The film begins in a somewhat similar fashion to Badlands, as its story is sparked by an act of violence that forces two young lovers to go on the run. After he’s blamed for an accident at a Chicago labor factory, the young steelworker Bill (Richard Gere) flees authorities with his girlfriend Abby (Brooke Adams) and settles in the Texas Panhandle. The two mask their identities, but instead of focusing on the simmering tension of their secrets being revealed, Days of Heaven finds a fractured romance when Abby is courted and married by a local farmer (Sam Shepard).
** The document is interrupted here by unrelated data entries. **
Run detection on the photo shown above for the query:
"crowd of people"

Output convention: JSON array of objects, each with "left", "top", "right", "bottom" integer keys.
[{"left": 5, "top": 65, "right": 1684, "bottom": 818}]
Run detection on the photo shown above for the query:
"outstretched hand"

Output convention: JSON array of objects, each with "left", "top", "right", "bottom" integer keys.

Bill is forced to leer in the background as Abby becomes accustomed to her new life.

1. The Tree of Life

the-tree-of-life
Image via Fox Searchlight

Few filmmakers would dare to make a film aiming to encapsulate the totality of existence; Stanley Kubrick’s 2001: A Space Odyssey is the only thing that comes close in its ambition. Saying that Malick is “perfect” for the task may feel like an overreach, but his unique ability to explore the macro through the micro gives the director freedom to build up to his grandiose statements with a personal touch.
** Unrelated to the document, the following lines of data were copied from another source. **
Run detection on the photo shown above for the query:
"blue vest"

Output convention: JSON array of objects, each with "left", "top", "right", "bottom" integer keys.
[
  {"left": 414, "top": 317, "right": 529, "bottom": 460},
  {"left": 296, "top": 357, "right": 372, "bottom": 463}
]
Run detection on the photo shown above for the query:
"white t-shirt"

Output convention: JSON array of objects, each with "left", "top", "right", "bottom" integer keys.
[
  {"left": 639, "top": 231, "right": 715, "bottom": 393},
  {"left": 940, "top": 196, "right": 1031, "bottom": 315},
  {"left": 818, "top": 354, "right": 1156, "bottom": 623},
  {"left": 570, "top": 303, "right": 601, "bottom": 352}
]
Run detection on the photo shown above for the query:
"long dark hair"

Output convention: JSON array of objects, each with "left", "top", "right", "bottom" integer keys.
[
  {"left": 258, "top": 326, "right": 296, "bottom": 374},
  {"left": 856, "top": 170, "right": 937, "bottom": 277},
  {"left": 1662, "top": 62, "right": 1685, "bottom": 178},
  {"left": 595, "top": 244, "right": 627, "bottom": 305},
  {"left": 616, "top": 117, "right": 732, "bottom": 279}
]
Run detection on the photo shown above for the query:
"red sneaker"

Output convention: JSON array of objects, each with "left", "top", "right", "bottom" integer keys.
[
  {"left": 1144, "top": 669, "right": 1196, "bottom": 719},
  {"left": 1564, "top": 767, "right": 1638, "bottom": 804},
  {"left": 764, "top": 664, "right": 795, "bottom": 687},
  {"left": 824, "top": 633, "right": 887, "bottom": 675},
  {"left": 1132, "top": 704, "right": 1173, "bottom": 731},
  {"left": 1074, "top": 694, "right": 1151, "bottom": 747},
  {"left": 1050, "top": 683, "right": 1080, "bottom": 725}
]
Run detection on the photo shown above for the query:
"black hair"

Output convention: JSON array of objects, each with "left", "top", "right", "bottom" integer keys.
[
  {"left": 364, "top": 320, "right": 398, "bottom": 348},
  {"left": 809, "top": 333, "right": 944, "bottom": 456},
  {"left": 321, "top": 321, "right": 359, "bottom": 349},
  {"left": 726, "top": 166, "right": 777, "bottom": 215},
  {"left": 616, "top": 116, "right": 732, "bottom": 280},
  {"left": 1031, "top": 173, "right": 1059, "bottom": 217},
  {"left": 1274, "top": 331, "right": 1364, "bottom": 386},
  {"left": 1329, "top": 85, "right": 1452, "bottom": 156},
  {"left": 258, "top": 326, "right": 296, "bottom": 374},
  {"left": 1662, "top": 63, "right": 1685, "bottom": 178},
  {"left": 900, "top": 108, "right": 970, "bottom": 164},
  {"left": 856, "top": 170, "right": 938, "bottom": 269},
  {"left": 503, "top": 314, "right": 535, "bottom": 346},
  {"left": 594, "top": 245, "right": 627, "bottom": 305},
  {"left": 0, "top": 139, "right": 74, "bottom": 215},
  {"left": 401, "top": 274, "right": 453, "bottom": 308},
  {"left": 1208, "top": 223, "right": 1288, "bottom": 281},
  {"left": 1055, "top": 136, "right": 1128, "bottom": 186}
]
The Tree of Life is a film about the origins of the universe, but it's about a young boy’s childhood in the suburbs of Texas (parallels to Malick’s own adolescence are evident). Young Jack O’Brien (Hunter McCracken) struggles to define himself as he’s caught between the warring influences of his aggressive father (Brad Pitt) and his loving mother (Jessica Chastain). Malick elegantly segways between these intimate memories to the larger questions about existence.